To our knowledge, no assembly-line PKS has been functionally characterized in eukaryotes. In Dictyostelium discoideum (a slime mold amoeba), the Dif-1 (differentiation factor 1, also called ‘steely’) polyketide has been identified as a product of a unimodular iterative PKS.48, 49 In fact, a few protozoan parasites do harbor orphan assembly-line PKSs, including a conserved PKS in Toxoplasma gondii and Neospora caninum and another in Cryptosporidium.50, 51 However, assembly-line PKSs are not thought to exist in metazoans.

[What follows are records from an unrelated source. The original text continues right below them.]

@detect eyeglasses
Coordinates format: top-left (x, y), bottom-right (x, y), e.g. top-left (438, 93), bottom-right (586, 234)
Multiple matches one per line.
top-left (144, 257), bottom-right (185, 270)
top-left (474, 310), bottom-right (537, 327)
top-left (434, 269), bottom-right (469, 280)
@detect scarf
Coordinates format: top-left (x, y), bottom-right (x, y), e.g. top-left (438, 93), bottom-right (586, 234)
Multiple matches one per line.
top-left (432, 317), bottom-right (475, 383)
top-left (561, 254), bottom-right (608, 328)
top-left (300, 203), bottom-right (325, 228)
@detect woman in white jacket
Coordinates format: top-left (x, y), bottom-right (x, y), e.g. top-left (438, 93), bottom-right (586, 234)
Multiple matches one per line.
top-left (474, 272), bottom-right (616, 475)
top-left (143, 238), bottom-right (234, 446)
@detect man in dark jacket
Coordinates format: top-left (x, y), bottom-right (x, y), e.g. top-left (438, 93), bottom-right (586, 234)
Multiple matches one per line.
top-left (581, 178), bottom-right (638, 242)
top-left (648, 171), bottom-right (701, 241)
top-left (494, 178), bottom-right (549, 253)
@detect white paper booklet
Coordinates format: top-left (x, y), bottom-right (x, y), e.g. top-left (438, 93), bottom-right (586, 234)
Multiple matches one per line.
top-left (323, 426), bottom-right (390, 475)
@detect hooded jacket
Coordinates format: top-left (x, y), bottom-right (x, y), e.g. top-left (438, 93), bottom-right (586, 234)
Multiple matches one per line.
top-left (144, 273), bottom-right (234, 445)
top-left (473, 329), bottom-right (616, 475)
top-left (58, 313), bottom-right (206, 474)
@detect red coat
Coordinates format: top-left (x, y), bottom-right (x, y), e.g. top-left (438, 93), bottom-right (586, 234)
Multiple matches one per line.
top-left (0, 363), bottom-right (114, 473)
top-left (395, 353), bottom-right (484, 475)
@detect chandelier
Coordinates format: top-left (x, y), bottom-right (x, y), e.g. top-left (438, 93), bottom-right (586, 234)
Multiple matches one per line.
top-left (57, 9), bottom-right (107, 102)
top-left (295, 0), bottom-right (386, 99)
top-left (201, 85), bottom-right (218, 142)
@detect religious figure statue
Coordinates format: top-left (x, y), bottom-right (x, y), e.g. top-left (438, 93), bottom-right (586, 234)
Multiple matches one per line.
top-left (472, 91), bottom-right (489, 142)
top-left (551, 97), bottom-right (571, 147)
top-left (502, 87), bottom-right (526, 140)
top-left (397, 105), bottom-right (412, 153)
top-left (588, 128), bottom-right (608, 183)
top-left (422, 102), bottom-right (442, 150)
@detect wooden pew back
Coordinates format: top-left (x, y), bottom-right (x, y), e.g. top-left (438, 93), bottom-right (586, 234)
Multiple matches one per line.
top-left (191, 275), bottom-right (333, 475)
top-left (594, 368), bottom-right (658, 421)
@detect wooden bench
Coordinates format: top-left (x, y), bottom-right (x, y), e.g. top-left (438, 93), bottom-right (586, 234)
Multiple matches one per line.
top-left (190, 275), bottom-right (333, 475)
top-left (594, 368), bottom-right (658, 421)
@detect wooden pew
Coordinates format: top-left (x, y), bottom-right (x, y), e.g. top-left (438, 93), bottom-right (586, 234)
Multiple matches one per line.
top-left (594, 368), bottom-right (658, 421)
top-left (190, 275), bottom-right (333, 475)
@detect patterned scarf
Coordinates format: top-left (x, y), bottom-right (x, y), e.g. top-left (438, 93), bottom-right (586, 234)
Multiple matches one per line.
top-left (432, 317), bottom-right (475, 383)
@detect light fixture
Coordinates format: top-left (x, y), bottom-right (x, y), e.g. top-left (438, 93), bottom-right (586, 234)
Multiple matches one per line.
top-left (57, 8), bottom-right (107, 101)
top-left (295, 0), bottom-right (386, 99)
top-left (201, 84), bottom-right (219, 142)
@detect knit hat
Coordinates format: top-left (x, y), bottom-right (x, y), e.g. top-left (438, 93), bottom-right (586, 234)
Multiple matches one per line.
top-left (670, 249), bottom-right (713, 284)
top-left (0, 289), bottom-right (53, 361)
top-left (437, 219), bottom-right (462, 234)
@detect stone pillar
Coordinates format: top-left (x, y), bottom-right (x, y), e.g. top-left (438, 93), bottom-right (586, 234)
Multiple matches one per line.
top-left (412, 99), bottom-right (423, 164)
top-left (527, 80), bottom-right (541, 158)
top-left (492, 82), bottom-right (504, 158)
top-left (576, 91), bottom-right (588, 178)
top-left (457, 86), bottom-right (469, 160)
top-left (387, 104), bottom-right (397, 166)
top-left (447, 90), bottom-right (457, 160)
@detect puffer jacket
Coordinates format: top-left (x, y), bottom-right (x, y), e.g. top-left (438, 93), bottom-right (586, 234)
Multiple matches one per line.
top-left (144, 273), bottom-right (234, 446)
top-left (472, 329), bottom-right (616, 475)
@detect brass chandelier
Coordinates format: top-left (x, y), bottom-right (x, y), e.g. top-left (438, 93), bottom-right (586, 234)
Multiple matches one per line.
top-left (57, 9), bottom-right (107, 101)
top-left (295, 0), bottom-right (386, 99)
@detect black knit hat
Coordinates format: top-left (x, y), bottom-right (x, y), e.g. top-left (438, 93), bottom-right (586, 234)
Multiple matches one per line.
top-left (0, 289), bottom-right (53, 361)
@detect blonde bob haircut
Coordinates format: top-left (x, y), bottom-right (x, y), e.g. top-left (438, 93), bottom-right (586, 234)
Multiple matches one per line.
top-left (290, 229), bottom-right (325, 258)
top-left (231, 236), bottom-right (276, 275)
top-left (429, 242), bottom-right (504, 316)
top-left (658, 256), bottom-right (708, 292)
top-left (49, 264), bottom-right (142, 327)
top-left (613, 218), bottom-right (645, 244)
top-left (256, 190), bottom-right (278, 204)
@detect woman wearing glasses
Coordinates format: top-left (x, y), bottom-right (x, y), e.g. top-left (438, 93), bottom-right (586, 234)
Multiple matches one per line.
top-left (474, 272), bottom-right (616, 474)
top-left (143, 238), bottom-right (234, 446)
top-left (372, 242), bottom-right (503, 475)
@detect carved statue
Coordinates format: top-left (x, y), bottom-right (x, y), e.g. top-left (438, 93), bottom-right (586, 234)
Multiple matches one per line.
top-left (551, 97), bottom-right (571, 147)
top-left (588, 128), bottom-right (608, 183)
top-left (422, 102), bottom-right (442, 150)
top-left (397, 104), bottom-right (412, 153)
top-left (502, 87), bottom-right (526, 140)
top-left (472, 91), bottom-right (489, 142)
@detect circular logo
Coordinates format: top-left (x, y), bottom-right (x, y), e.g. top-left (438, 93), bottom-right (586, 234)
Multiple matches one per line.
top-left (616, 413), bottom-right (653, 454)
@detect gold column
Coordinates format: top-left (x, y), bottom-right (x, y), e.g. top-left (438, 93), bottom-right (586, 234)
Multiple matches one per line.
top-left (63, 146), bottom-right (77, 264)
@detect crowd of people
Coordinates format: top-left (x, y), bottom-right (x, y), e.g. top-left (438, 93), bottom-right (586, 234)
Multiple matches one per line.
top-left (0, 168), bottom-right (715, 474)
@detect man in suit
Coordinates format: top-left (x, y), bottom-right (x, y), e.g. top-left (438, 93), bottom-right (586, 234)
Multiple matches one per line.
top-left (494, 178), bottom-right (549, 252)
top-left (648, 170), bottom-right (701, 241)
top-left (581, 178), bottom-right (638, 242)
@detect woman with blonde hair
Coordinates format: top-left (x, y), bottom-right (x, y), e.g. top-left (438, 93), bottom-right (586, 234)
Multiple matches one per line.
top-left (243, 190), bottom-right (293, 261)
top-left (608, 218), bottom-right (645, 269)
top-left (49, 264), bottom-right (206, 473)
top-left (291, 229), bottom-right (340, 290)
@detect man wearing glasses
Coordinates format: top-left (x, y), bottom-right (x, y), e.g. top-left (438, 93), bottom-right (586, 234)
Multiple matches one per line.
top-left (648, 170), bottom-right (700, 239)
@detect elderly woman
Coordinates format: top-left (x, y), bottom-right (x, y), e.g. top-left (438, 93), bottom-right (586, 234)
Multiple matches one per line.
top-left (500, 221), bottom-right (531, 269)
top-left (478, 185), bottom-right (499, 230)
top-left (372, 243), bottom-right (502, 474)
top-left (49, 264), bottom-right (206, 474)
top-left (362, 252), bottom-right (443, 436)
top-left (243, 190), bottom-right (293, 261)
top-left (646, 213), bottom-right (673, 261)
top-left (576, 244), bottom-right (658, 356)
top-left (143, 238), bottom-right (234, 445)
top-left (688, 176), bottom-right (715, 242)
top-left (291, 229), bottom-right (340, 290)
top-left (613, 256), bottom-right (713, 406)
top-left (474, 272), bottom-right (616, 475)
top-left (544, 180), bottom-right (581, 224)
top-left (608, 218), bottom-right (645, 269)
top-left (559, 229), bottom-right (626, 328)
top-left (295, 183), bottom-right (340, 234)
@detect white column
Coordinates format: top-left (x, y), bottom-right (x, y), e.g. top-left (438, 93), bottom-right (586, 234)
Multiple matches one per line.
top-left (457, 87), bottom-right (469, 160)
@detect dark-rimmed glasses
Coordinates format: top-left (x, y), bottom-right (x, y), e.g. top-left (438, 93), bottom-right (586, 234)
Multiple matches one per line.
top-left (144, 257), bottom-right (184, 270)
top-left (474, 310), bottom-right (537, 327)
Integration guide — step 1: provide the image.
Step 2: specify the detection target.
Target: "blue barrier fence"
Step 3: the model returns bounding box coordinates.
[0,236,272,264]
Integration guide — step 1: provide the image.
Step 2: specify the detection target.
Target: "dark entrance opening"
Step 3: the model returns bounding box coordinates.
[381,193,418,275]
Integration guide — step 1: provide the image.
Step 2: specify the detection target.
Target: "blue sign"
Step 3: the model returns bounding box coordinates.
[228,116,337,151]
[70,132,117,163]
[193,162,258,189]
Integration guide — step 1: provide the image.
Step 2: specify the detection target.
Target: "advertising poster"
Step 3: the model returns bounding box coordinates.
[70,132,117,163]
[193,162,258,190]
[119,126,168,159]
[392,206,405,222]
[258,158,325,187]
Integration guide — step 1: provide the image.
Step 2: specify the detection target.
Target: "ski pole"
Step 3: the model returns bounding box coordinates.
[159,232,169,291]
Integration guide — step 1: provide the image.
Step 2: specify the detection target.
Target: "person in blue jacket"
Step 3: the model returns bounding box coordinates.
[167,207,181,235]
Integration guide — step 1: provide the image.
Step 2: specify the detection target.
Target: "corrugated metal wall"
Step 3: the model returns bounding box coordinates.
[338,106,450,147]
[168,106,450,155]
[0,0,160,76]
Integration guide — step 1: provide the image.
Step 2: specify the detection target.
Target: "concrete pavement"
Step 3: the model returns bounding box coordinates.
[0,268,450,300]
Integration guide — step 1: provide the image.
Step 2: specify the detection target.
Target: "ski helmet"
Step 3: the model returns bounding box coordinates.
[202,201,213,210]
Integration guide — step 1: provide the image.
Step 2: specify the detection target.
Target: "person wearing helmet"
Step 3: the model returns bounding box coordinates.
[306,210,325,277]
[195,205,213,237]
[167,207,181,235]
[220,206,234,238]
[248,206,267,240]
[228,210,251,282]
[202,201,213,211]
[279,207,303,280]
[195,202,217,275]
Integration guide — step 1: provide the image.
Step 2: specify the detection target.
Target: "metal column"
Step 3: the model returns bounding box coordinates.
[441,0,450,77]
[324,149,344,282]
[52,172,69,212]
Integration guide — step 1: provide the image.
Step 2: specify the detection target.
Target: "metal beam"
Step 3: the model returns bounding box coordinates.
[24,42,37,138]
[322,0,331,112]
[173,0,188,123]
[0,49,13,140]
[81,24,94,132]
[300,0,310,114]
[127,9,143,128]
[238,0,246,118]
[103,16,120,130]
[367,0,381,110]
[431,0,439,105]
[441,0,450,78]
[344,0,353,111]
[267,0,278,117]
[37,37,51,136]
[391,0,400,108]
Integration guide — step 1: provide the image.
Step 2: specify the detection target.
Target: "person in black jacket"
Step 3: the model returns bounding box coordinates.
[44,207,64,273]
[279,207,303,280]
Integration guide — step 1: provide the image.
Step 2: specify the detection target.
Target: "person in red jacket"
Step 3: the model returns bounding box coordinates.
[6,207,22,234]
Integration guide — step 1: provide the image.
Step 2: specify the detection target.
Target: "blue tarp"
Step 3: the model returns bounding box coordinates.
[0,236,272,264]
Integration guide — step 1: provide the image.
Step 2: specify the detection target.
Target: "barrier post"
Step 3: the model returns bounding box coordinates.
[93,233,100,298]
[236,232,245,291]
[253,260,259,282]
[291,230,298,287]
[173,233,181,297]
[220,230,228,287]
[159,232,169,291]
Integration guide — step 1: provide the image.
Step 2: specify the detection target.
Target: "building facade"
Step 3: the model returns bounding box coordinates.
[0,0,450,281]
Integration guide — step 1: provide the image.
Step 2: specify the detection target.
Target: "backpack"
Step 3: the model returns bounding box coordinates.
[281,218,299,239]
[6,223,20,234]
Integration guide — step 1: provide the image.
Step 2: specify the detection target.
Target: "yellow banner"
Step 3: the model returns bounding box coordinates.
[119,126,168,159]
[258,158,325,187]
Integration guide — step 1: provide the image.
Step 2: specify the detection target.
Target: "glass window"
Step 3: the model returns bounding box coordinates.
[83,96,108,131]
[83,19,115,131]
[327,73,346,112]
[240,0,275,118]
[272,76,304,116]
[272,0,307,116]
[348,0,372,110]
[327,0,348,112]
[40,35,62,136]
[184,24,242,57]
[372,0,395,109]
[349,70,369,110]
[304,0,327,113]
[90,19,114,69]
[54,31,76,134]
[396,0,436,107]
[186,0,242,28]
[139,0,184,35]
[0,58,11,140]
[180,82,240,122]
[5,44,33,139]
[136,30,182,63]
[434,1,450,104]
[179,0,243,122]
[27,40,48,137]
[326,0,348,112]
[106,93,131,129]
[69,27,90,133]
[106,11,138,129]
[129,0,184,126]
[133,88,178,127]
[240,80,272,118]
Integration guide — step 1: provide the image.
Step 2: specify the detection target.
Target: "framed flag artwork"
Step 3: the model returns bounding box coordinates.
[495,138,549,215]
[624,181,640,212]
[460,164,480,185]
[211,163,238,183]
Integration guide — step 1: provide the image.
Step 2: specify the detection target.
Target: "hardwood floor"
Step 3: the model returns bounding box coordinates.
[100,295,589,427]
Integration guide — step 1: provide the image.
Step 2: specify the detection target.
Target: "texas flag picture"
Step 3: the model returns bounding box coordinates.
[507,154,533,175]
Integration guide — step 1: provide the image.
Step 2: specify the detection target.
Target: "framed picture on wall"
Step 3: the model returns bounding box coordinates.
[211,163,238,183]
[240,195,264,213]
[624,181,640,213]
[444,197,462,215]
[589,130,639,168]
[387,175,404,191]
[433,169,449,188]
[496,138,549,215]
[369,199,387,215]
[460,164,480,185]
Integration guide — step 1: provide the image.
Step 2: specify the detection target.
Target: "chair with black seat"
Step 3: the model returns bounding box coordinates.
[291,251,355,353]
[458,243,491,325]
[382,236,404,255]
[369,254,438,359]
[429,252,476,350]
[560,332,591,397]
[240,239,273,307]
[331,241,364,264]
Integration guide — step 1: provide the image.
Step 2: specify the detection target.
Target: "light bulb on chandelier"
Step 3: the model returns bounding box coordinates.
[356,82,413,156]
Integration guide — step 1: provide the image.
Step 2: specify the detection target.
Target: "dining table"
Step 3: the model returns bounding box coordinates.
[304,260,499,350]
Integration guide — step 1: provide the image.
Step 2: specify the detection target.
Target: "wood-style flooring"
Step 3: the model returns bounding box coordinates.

We were therefore surprised that the above analysis revealed the existence of an orphan clade that spanned a range of nematode species. Specifically, a hybrid PKS–NRPS encoded by a single open reading frame was found in these species; the homolog from Caenorhabditis elegans is shown in Figure 6. It is not known whether the system acts in an assembly-line fashion or in an iterative fashion (or both). By our heuristic gene cluster similarity score, the closest relatives are three orphan PKS assembly lines from Clostridium spp., although the similarity was weak and the architectures of the two PKSs were quite different. RNAi data in the WormBase database offered no information on knockdown phenotypes.52 Recent RNA-seq data generated by modENCODE suggest that the gene is transcribed during embryo, L4 larvae and young adult life stages.53
We hypothesized that the gene may have arisen via one of two evolutionary mechanisms: (a) horizontal gene transfer from bacteria or (b) divergence from a nematode fatty acid synthase gene. To explore these possibilities, individual domains of the C. elegans PKS gene were aligned with several bacterial PKS domains or alternatively domains from the C. elegans fatty acid synthase gene FASN-1 (Supplementary Figure 5). The worm AT and ketoreductase domains were most similar to the FASN-1 AT and ketoreductase domains, respectively, suggesting a possible origin from the worm FAS. In contrast, the worm KS domains were different from all other homologs but related to each other, suggesting a possible duplication event. Of the five KS domains in the gene, the first was most similar to the fourth, and the second was most similar to the fifth; this pattern is also suggestive of duplication. Alignment of the domains of the C. elegans gene with those in homologous genes from nematodes Loa loa, Brugia malayi, Ascaris suum, Haemonchus contortus and Heterorhabditis bacteriophora, as well as several other Caenorhabditis species suggested a possible point of duplication (Supplementary Figure 5). Taken together, these results suggest an evolutionary history in which a fatty acid synthase gene was duplicated and diverged to form this gene.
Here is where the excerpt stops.